第45話 イリス語と黒い石碑

  俺は飛王が好きだ。


 いつでも、どんな時も真っすぐで、明るくて、強くて。

 いつもみんなの中心になって、まとめて率いてくれる。


 そんな飛王の隣にいることは、双子の俺にとっては当たり前のことだった。

 飛王の隣にいられることが誇りだったし、自慢の兄だった。


 でも、それが一生続くことに、一片の息苦しさも感じなかったかと問われれば、直ぐに首を縦に振れない自分がいる。

 

 俺は本当は一人になりたかったのだろうか。

 いや、そんなことは思っていない。

 今も、飛王の元に帰りたいし、飛王をそばで支えたいと思っている。


 でも、今この彼方の地に居て、優しい人々に囲まれて、ほっとしている自分もいる。

 このまま使命なんて忘れてしまって、みんなと穏やかに暮らしていきたい……そんな誘惑に負けそうになる。

 俺はやっぱり情けない奴だな……


「おーい」


「飛翔!」

「あ! すまない。ハダル」


 笑顔を含んだ声で何度も呼びかけられて、ようやく飛翔は我に返った。


 今はイリス語の勉強中。ハダルはとても教え方が上手な先生で、飛翔はアッと言う間にイリス語を習得した。


 と言うよりも、あることに気づいたと言う方が正しい。


 発音と文法が、エストレア語に似ていたのである。

 

 聖杜せいととは遠く離れた海上の島、イリス島。

 そんなところでエストレア語が普通に使われているとは、どう言う事なのかと驚く。


 だが、全てがエストレア語と言うわけでは無い。

 あの花のようなエストレア文字は一切使われていない。

 使われている文字は、キリエラ文字。もともとはキリトの文字なので、今のキルディア文字と近い。だからハダルが、キルディア語とイリス語は似ていると言っていたのだと納得した。
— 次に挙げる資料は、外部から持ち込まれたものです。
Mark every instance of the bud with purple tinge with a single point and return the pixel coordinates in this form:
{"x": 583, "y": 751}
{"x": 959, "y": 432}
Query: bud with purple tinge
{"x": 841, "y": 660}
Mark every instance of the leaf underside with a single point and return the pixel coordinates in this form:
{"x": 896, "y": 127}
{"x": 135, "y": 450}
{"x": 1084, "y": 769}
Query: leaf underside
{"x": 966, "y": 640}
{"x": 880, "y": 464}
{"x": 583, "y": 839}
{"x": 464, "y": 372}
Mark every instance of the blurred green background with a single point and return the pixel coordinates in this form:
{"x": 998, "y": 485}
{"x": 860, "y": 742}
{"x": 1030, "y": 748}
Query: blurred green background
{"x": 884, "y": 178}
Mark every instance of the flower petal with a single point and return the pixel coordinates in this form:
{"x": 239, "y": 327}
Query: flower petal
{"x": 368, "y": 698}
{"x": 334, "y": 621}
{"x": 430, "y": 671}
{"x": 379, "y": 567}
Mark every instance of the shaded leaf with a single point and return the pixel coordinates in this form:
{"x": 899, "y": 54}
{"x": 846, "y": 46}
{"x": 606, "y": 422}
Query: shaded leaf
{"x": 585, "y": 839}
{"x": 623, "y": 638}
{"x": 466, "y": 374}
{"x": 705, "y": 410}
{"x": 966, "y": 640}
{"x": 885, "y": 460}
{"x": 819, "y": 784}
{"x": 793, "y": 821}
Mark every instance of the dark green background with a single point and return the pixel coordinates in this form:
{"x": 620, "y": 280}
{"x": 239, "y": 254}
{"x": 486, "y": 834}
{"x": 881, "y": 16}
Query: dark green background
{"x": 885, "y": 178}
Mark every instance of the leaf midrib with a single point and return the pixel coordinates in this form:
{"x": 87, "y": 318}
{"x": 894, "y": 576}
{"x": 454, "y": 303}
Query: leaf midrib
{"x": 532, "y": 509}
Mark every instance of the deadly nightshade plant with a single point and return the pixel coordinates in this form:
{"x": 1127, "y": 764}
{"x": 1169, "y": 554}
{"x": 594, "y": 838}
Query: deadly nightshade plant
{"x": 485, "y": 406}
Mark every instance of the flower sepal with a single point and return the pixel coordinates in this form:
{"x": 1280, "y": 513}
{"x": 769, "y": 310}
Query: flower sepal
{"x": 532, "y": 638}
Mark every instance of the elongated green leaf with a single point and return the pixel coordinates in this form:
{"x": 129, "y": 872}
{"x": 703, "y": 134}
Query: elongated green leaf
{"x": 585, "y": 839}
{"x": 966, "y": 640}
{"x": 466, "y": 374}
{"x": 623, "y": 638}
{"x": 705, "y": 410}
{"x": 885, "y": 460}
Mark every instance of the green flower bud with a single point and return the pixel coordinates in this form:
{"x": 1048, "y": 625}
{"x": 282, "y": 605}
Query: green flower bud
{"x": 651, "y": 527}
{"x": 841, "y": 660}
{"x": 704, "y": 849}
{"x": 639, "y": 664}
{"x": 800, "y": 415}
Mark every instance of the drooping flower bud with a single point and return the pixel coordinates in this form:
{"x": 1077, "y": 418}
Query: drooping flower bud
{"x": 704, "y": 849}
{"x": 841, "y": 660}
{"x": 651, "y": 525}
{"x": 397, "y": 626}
 キリト語は、リフィアに教わっていたので、だいたいわかる。

 後は、エストレア語の音を、どのキリエラ文字に変換させれば良いかを突き止めれば、イリス語は完成する。


 それにしても、なぜ秘したはずのエストレア語が、こんなところで使われているのか?


 ドルトムントにイリス島の歴史を聞いてみたが、あまり多くの文献は無かった。


 考え方としては二通りだ。

 イリス島には、聖杜と同じ言葉を使う民が、古から住んでいたのかもしれない。

 でも、できればもう一つの考え方であって欲しい。

 千年前の災害の前に、聖杜の民がイリス島まで逃れていたと言う可能性。


 飛翔の頭にハダルの言葉が蘇る。

 イリス島は香りと医療の島……流花るかだ!


 流花がイリス島へ渡っていたかもしれない!


 想像は希望的観測に変わり、やがて確信に繋がった。


 イリス島へ行かなければ! なるべく早い時点で。


 

 そんなことを考えながら次の日も、指貫ディターレを仕上げるためにドルトムントの作業場へ行った。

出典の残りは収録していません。